Review: The Mermaid’s Sister

Title: The Mermaid’s Sister
Author: Carrie Anne Noble


2014 Winner — Amazon Breakthrough Novel Award — Young Adult Fiction

There is no cure for being who you truly are…

In a cottage high atop Llanfair Mountain, sixteen-year-old Clara lives with her sister, Maren, and guardian Auntie. By day, they gather herbs for Auntie’s healing potions. By night, Auntie spins tales of faraway lands and wicked fairies. Clara’s favorite story tells of three orphan infants—Clara, who was brought to Auntie by a stork; Maren, who arrived in a seashell; and their best friend, O’Neill, who was found beneath an apple tree.

One day, Clara discovers shimmering scales just beneath her sister’s skin. She realizes that Maren is becoming a mermaid—and knows that no mermaid can survive on land. Desperate to save her, Clara and O’Neill place the mermaid-girl in their gypsy wagon and set out for the sea. But no road is straight, and the trio encounters trouble around every bend. Ensnared by an evil troupe of traveling performers, Clara and O’Neill must find a way to save themselves and the ever-weakening mermaid.

And always, in the back of her mind, Clara wonders, if my sister is a mermaid, then what am I?


This one had been sitting on my Kindle for a while.

The Mermaid’s Sister is the story of a young girl with a remarkable sister. The title essentially says it all – though the story is about Clara, her story – in her own mind – revolves around her sister, the mermaid Maren. Throughout the book she constantly reminds herself of how unremarkable she is when placed next to Maren. The origin story they were told growing up is special for both of them, though – Maren was found in a sea shell and Clara was brought by a stork to their half-fae guardian.

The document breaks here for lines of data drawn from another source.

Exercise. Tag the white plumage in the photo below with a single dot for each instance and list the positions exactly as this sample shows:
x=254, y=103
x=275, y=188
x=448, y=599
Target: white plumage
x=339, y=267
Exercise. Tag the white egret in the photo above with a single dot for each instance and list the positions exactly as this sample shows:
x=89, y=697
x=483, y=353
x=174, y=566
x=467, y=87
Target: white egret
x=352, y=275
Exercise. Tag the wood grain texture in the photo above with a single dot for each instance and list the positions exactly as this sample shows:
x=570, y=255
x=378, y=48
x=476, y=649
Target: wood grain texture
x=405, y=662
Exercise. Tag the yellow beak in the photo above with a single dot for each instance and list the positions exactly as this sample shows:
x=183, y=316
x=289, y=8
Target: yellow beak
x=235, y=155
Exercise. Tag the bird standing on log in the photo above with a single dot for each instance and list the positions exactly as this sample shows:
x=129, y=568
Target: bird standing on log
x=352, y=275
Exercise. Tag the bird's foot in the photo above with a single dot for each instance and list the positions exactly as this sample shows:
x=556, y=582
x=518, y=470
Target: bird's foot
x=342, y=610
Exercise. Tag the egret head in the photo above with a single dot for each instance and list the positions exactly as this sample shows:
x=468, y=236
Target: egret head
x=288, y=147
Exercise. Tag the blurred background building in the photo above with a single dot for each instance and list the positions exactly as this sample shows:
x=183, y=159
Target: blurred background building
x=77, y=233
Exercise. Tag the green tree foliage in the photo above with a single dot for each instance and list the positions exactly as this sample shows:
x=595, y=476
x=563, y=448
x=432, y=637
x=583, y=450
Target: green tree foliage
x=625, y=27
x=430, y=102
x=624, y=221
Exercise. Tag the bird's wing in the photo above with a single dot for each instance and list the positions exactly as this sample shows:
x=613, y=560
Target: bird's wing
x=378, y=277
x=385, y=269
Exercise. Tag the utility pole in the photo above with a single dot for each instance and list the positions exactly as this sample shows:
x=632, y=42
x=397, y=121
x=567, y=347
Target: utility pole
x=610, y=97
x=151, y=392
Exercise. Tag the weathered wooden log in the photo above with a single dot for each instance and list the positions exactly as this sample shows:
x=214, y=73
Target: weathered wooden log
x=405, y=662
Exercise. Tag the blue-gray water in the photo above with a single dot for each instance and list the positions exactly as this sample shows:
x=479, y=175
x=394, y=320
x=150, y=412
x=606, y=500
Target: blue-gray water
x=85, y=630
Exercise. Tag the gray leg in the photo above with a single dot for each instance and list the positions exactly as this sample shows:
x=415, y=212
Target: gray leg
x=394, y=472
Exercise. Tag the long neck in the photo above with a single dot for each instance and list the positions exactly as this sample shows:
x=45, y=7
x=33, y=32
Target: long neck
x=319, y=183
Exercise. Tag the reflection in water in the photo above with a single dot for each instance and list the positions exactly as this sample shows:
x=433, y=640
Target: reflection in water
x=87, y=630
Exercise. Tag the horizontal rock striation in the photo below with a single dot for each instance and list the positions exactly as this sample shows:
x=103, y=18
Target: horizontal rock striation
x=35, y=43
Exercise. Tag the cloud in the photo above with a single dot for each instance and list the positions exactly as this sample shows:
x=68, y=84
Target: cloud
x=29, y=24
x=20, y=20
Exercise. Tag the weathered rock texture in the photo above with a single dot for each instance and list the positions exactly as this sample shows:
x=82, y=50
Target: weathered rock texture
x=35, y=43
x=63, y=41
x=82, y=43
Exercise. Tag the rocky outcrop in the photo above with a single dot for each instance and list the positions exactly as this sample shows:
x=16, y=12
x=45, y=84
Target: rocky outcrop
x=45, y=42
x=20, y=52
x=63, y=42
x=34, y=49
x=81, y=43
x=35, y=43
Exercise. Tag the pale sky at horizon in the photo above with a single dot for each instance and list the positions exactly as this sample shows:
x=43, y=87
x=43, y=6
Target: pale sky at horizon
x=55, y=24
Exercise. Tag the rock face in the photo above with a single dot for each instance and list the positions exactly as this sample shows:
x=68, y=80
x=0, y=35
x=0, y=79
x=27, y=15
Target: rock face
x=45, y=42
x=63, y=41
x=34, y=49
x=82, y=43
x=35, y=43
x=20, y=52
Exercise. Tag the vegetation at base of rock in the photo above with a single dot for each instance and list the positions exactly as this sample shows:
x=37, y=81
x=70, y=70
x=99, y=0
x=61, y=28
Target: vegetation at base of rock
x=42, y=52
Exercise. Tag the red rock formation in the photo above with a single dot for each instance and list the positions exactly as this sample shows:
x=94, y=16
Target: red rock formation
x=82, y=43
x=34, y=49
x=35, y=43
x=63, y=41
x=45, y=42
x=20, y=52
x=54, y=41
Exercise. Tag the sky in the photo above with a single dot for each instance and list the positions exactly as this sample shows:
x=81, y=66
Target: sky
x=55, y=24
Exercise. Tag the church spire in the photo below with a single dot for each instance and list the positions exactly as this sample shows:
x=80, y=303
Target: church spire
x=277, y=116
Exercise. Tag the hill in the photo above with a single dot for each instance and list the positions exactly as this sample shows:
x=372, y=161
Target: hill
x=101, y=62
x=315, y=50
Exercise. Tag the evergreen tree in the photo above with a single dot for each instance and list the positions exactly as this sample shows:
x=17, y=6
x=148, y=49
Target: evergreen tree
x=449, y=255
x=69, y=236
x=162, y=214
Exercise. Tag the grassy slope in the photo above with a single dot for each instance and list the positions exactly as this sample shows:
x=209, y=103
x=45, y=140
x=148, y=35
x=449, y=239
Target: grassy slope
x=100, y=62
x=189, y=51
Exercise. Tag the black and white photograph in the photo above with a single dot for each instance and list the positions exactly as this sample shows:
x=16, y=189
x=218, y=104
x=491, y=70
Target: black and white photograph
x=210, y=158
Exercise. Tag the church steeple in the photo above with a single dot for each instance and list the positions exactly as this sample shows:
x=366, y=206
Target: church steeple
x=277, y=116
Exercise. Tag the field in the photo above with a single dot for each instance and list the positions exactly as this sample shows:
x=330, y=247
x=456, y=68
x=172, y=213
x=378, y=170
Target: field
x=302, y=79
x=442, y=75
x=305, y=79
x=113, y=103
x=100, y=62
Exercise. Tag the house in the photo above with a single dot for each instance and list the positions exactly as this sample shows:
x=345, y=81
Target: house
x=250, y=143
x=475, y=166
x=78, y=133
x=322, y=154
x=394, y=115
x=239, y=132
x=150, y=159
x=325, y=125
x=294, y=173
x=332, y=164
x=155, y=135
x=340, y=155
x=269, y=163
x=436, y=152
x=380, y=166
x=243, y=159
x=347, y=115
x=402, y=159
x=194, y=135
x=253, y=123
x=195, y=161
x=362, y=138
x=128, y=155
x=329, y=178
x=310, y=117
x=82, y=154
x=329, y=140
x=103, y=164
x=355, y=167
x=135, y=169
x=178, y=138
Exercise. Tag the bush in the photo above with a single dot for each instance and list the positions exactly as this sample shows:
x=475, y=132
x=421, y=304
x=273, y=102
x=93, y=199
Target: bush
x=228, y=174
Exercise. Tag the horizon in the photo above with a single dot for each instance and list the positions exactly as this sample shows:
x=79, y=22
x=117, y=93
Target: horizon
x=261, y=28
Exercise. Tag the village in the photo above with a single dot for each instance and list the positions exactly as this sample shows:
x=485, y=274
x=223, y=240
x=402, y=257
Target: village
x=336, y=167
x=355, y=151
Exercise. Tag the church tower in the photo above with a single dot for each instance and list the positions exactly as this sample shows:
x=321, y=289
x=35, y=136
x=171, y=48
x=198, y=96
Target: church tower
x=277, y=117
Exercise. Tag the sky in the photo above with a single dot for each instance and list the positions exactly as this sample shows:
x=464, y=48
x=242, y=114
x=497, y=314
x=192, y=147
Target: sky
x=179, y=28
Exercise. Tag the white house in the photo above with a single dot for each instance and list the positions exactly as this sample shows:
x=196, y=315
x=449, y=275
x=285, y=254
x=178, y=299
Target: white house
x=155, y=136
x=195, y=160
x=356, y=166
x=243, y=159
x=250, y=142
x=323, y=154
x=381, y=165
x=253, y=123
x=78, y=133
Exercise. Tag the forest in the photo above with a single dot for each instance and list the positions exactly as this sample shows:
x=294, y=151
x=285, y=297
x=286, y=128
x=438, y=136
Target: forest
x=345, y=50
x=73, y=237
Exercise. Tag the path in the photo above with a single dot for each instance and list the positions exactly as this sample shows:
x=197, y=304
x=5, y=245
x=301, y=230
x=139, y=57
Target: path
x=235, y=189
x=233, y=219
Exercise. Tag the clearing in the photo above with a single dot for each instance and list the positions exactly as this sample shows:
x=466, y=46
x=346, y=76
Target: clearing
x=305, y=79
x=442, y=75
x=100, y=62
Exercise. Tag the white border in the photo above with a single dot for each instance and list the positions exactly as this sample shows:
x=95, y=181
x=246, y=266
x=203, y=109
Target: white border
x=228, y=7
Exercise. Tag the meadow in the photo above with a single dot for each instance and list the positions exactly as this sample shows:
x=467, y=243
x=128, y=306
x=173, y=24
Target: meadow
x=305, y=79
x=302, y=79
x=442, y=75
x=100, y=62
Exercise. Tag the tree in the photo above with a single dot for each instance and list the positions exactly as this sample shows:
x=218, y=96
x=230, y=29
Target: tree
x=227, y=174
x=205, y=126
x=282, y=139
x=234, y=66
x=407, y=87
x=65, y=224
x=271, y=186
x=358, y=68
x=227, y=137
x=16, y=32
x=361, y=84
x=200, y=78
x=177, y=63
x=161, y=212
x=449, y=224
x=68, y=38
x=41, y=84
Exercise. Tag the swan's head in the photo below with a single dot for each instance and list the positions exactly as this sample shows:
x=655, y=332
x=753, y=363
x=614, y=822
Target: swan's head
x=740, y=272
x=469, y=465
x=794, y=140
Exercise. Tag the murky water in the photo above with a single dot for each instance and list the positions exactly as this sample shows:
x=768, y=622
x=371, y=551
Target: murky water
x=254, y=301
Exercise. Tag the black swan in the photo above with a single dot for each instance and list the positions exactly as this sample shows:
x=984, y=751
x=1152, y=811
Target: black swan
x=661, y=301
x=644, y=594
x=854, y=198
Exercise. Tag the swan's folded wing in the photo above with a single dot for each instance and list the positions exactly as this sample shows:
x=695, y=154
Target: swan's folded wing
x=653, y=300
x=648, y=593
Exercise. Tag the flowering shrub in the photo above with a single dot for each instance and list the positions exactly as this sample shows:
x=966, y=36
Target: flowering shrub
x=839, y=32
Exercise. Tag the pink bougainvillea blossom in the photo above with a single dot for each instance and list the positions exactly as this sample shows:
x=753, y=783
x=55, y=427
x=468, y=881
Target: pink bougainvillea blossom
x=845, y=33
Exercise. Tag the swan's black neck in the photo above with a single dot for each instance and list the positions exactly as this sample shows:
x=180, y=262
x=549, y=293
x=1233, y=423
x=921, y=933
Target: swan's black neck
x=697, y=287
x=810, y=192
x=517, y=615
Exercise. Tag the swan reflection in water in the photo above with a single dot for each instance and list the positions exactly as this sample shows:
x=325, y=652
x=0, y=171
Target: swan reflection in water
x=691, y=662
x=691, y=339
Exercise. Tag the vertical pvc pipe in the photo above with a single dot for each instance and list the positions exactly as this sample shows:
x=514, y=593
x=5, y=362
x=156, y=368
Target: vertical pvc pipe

That causes Clara to constantly fear undergoing a transformation like her sister’s. While Maren turns into a beautiful, otherworldly mermaid, Clara worries she’ll soon become a stork herself.

The story itself is about Clara’s transformation, but not into a stork. It’s her transformation into an adult confident in her own skin. It’s a lovely story of how much she loves her family, and the lengths she’s willing to go to in order to save her sister and give her the life she needs – regardless of Clara’s feelings about it. She’s a beautifully written character who is introspective and self-aware – a quality we don’t often see in YA protagonists. The characters around her also feel real, and though we see them through her eyes only, it’s clear that entire stories can be written about them and what they’ve experienced.

This story was one of the quickest reads so far this year. I fell into the story easily, comfortably, and it reminded me of the fairy tales I like best. The world was just flushed out enough that it didn’t get bogged down in world-building, and allowed the focus to remain on the characters rather than the rules of the world. And yet, it hints at a complex world that could easily have more stories in it.

I really enjoyed this one, and only wish there was more of it.